The little triumphs of making life "normal" are extremely satisfying and the little defeats of not achieving "normal" bum me out! I try to learn from both good and not so good gluten-free moments. With my apologies to Ann Whelan, a NY Met fan, the Egan’s are NY Yankee fans. I had one unforgettable gluten-free moment at a Yankee game two season’s ago.

In the 2005 season, my husband, four kids and I attended five or six games. Before the new stadium construction began, we parked in the same lot and visited the same hot dog vendor each game for our dinner. These were the “world famous” Ozzie Dogs. The celiacs in our family would buy a hot dog slit down the middle with ketchup, potato sticks and no bun.

Our “chef de hot dog cuisine” would carefully wrap it up in the waxy serving tissues so that Brett and I could hold it and munch away without ending up in a ketchup-y mess.

When we attended our first game of the 2006 season, we parked in our same lot and walked up to the Ozzie Dog cart. The woman said hello and asked us how we had been. She was always friendly, and I chatted back. She then asked, “Now which of you gets the bun-less Ozzie Dog slit down the middle with ketchup and potato sticks?”

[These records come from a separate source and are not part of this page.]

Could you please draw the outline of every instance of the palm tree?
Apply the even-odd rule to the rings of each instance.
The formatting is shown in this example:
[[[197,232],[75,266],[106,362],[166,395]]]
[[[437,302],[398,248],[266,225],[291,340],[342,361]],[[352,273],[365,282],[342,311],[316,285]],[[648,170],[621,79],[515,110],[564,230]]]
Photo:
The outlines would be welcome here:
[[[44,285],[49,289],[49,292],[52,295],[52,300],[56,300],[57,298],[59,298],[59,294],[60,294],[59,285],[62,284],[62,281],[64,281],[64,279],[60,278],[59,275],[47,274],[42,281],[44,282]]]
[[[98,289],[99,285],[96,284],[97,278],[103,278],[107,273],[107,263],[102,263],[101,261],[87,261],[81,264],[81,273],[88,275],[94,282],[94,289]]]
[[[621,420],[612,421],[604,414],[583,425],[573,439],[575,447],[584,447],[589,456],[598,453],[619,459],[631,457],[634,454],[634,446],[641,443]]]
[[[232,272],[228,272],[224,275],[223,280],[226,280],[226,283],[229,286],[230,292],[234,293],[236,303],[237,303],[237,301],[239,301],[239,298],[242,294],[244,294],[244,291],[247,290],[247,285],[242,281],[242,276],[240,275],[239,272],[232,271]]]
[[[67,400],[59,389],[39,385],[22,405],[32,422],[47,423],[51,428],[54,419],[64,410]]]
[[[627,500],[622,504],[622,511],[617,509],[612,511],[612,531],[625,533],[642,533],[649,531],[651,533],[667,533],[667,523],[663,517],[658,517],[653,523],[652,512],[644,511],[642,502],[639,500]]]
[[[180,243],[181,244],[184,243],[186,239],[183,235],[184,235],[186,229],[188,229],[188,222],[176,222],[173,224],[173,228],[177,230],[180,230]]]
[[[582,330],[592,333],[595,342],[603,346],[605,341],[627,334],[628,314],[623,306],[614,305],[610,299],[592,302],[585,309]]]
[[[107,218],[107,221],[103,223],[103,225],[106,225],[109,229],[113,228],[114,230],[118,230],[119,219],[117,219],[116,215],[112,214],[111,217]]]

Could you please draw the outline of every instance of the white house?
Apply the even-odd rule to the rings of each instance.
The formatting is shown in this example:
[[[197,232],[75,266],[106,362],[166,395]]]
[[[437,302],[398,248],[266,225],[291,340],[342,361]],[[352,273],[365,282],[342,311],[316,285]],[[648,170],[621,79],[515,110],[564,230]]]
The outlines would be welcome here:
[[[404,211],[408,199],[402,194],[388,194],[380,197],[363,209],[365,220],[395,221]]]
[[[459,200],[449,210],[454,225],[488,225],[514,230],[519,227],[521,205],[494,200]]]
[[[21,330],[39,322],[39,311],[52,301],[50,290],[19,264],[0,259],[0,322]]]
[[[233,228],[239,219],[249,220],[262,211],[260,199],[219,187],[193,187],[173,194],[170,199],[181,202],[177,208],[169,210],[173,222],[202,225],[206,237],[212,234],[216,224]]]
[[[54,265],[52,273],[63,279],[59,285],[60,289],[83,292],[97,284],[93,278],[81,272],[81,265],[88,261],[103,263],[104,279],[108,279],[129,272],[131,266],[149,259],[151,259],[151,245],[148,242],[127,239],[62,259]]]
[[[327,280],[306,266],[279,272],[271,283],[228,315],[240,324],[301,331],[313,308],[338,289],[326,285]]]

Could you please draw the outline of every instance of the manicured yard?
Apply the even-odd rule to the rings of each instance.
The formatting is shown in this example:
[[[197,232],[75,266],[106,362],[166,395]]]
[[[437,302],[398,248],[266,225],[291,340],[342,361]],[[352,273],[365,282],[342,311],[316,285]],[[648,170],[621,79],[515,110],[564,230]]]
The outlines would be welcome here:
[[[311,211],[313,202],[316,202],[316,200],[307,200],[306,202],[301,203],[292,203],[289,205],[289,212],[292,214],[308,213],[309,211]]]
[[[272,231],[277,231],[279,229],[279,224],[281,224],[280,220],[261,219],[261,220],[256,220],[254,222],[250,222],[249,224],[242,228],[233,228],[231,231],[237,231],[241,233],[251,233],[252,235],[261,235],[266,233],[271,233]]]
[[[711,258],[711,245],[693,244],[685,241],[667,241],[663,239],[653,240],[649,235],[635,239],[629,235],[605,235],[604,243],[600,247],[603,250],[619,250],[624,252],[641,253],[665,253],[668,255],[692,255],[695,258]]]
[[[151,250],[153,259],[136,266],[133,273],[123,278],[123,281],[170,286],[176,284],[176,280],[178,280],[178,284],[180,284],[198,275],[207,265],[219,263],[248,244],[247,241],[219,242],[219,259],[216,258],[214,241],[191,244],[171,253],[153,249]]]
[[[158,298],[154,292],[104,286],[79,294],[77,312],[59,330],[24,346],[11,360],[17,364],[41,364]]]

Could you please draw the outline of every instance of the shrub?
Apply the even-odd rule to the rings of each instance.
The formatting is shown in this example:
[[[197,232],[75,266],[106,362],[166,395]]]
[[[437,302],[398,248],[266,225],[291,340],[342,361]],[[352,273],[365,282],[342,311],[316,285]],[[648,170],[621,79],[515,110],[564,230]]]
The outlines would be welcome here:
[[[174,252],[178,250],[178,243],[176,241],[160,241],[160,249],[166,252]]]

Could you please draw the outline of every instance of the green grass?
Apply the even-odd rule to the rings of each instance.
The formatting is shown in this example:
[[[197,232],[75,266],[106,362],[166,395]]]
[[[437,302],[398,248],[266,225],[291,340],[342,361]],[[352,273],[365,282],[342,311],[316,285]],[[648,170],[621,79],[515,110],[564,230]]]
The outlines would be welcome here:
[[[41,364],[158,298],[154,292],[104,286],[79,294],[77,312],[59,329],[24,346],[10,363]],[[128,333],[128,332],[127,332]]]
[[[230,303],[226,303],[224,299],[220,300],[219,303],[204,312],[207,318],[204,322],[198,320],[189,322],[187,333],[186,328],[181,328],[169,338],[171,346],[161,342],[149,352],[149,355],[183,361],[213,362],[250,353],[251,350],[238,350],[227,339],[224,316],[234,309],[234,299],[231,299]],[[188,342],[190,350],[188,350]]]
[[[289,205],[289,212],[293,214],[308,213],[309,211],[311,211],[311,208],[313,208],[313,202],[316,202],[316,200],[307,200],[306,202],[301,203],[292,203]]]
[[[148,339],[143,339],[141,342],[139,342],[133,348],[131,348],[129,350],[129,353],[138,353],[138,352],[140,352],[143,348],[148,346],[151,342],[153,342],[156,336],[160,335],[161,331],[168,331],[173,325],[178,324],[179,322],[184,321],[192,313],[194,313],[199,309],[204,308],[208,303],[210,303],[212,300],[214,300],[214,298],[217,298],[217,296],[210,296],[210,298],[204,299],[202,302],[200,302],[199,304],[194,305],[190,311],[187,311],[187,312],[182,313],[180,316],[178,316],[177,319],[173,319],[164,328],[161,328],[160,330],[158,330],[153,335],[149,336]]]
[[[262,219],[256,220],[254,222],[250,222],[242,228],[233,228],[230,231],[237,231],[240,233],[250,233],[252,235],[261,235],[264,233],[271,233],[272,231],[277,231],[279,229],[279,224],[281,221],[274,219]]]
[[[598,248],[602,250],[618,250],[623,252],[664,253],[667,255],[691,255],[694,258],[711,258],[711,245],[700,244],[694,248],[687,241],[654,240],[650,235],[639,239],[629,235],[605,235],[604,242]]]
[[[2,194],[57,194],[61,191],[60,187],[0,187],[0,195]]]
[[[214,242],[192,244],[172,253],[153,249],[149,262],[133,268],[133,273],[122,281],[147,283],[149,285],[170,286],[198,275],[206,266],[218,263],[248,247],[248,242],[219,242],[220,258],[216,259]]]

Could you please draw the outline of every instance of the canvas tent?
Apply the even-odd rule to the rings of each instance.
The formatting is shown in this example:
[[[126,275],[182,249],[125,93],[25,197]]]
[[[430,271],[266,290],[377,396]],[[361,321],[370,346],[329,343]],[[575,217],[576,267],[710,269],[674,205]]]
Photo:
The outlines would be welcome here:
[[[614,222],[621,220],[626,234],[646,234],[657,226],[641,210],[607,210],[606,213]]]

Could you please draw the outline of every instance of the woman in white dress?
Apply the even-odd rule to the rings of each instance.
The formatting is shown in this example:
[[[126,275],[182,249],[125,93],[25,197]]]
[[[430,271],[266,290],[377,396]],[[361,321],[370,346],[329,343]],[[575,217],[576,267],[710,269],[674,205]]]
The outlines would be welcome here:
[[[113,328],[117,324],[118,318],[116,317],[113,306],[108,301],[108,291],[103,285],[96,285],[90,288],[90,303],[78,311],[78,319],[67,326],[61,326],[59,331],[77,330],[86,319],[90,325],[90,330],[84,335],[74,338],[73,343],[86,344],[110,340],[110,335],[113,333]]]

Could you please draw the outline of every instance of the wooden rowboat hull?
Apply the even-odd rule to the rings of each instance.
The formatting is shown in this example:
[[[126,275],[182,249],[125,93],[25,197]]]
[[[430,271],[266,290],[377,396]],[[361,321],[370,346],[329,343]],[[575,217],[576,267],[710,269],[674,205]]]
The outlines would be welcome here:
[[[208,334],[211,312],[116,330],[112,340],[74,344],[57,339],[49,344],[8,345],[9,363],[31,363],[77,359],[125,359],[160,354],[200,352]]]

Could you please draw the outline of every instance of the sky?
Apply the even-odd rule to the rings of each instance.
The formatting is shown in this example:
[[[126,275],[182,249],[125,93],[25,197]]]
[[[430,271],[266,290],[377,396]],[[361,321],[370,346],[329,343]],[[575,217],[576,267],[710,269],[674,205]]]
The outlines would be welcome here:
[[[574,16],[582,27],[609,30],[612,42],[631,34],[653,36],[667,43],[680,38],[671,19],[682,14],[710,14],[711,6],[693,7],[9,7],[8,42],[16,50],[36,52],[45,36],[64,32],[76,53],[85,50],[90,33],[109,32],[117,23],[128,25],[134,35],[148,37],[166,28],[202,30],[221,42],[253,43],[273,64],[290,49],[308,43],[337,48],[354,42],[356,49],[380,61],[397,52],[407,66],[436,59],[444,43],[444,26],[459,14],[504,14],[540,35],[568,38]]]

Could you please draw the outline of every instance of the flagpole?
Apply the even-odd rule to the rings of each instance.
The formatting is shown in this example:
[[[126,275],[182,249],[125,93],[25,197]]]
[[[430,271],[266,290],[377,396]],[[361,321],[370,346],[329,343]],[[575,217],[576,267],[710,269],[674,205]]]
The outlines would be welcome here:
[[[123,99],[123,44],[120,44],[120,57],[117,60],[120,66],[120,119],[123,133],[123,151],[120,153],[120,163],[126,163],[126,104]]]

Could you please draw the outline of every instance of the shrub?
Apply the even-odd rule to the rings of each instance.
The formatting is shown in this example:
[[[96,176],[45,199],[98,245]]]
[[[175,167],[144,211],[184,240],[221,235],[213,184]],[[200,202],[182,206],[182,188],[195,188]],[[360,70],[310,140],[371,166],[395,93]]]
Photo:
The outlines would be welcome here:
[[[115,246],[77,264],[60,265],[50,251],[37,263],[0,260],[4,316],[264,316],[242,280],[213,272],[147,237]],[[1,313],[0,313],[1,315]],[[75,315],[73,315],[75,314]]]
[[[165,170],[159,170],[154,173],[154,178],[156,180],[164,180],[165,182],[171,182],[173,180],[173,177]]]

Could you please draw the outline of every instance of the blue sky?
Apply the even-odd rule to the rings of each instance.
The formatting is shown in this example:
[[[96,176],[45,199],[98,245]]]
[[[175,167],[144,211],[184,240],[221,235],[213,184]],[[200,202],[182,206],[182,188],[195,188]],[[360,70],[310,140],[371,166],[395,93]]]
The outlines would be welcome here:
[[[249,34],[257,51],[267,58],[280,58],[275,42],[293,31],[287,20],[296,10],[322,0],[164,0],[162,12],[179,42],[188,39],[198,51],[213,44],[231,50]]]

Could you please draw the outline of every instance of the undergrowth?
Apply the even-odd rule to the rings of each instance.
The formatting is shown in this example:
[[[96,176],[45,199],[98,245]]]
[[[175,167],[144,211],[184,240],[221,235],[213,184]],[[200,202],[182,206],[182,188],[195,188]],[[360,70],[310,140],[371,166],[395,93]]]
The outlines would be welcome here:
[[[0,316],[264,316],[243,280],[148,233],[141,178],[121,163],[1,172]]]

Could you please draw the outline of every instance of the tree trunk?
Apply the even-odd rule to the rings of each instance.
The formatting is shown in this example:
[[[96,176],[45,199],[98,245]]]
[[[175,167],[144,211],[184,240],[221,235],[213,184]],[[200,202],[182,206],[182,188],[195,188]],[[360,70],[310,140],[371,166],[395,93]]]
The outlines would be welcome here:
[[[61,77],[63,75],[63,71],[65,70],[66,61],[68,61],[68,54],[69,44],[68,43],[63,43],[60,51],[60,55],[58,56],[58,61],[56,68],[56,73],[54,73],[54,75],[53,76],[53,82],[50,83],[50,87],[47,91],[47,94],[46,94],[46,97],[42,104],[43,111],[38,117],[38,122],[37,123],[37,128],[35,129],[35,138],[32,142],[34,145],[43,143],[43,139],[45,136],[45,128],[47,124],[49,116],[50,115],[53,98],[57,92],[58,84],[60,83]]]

My brain started whirring….it had been one year since we had been to a game, there are eighty home games per year, roughly 40,000 attendees per game and countless patrons who visit the Ozzie Dog stand. I don’t remember where I put my car keys on a daily basis, yet this woman remembered that someone in my family needed a special hot dog.

After I scooped my jaw off the ground, I asked her how she could possibly remember us out of the thousands of people who buy hot dogs from her cart. Her response was, “Your kids always said thank you and it’s not every day someone asks for a hot dog with no bun.”

It was one of those nice little triumphs, our special order hot dogs and nice manners made us unforgettable.